Ve devlet aklının ne kadar önemli olduğu ortaya çıktı. En etkili iktidarların bile 5 yıllık olan programlarının yanında, devlet programlarının 25-50 yıl gibi süreçler içeriyor olması ve bu yola girilmesi ülkeye biraz moral verdi.
PEKİ BUNDAN SONRA NE OLACAK..?
Bizde ve dünyada neler değişecek?
Bu salgının sonucunda küresel bazda ciddi değişiklikler olacak. Önümüzdeki 1-2 yıl içerisinde batı demokrasilerinde neredeyse bütün iktidarlar değişecek. Hatta bu değişiklikler sonucu yeni ülkeler dahi ortaya çıkabilecek.
Ekonomik ve siyasi birliktelikler kan kaybedecek. Nitekim ilk kayıp Avrupa birliğinden İngiltere’nin ayrılması ile başladı. Artık ingiltere Avrupa birliğinin üyesi değil rakibi olacaktır.
Önümüzdeki 1-2 yıl içerisinde İtalya ve İspanya gibi ülkeler birlikten ayrılacaklar ya da by tehdit ile birliği ciddi olarak sıkıntıya sokacaklardır.
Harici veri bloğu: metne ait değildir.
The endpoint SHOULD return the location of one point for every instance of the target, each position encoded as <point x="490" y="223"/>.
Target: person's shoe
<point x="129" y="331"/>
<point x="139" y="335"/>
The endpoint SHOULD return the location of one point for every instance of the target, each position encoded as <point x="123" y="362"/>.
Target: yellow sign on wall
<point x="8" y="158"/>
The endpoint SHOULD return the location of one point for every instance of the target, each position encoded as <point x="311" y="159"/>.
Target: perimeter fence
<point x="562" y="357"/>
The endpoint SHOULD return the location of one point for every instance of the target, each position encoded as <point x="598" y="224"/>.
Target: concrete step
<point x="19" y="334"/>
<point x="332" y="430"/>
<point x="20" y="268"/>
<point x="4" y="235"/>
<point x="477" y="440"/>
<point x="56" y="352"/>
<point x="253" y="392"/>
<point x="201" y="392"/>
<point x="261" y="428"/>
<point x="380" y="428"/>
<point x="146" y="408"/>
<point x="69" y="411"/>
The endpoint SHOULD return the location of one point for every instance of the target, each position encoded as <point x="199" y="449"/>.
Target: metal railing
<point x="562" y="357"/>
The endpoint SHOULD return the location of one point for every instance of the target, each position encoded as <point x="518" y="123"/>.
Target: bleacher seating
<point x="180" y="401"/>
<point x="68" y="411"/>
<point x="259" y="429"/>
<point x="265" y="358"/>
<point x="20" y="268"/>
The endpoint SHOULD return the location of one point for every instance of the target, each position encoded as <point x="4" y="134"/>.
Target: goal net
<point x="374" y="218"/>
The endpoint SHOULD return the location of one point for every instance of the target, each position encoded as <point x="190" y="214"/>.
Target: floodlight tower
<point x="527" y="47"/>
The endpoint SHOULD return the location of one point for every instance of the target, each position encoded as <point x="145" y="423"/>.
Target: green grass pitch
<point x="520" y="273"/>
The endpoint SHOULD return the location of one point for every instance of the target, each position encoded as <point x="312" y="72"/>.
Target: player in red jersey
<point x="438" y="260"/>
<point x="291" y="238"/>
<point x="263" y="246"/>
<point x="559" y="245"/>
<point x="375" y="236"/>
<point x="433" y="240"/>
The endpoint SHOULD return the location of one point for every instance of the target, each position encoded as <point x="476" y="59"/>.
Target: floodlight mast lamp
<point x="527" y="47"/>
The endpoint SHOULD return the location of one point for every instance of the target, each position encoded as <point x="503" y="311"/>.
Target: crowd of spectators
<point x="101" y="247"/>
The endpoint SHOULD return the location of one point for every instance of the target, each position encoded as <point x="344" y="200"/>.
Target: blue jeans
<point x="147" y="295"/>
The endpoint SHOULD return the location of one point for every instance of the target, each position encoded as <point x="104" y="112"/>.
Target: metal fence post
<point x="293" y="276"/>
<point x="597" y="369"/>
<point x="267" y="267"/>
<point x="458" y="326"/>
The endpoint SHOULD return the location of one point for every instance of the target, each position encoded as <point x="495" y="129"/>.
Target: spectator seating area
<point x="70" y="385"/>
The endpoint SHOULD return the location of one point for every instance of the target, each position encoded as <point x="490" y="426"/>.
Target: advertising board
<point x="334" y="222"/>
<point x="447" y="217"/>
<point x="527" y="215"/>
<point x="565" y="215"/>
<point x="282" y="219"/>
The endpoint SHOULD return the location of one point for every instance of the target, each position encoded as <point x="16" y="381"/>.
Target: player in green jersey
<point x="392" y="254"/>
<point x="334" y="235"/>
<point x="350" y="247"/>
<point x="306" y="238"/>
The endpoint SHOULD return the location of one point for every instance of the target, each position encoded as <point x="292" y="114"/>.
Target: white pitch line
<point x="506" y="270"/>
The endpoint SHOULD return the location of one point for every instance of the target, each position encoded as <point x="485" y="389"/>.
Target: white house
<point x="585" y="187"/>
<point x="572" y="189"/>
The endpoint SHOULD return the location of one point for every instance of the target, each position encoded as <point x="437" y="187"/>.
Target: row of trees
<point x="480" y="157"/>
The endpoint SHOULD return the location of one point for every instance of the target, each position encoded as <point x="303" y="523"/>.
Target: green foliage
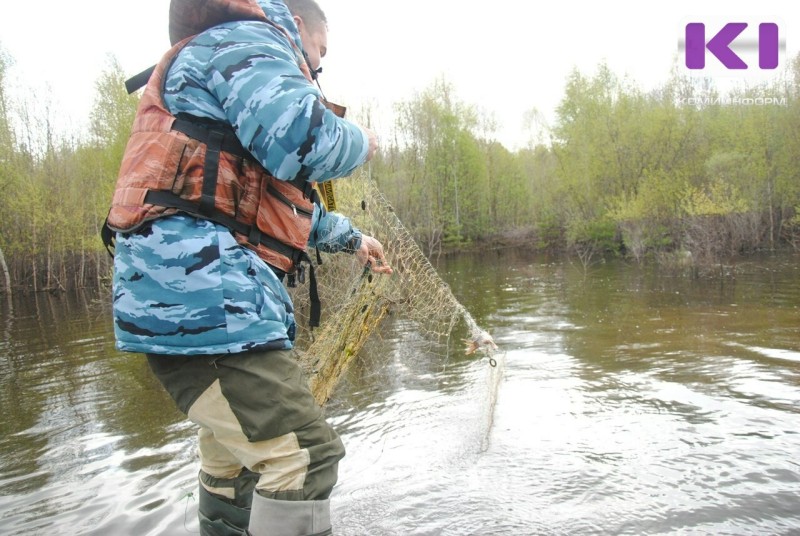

ABD’de ise kırılma pandemi ile başlamış. Siyah beyaz kavgası ile devam etmiştir. Pek çok parçalanma senaryoları gündeme gelmiştir. Belki de ABD’nin federal yapısı ciddi tehlike altına girecektir.
Ülkemiz, işte tüm dünyanın yaşadığı bu sorunları yaşamaktadır. Mevcut cumhurbaşkanlığı hükümet sisteminin ciddi sıkıntıları vardır. Bunları çözebilmek için neler yapılmalıdır? Mevcut iktidar bloğu sistemi kökleştirmek için ciddi değişiklikler yapmayı planlamaktadır. Model cumhurbaşkanlığı hükümet sisteminden, tam bir başkanlık modeline geçme projesidir. Muhalefet ise tekrar parlamenter sisteme dönüş çalışmaları yapmaktadır. Buradaki model güçlendirilmiş parlamenter sistemdir. Her iki modelin de dünyada kötü ve iyi örnekleri mevcuttur.
PEKİ NE YAPMALI?
Yol yakın iken acilen yeni bir anayasa yapılmalıdır. Özellikle CHP ve AKP masada olmalı ve ülkenin gelecek yüzyılına damga vuracak yeni bir anayasa ve buna bağlı kanun değişikliklerini yapabilmelidir. Ülkenin hukuk sistemi, devlet hiyerarşisi, ekonomik politikaları tekrar gözden geçirilmeli ve ülkemiz için uygun olan güçler ayrılığı esasına dayalı yarı başkanlık sistemi için ciddi çalışmalar yapılmalıdır.
Bu çalışmalar ışığında herkes elini taşın altına koymalıdır. Dünyada pek çok yönetim şekli mevcuttur. Tek ve mükemmel bir model yoktur. Ama bizim gibi Doğu ile Batı kültürleri arasına sıkışmış ülkeler için yarı başkanlık sisteminin daha uygun olacağı kanaatindeyim.
Şimdi yapılması gereken, ‘söz konusu vatansa gerisi teferruattır’ deyip kolları çemreyerek ülkenin gelecek yüz yılını kurtarmaktır. Tarih bu programı yapanları ve bu masaya oturanları yüz yıl sonra dahi unutmayacaktır.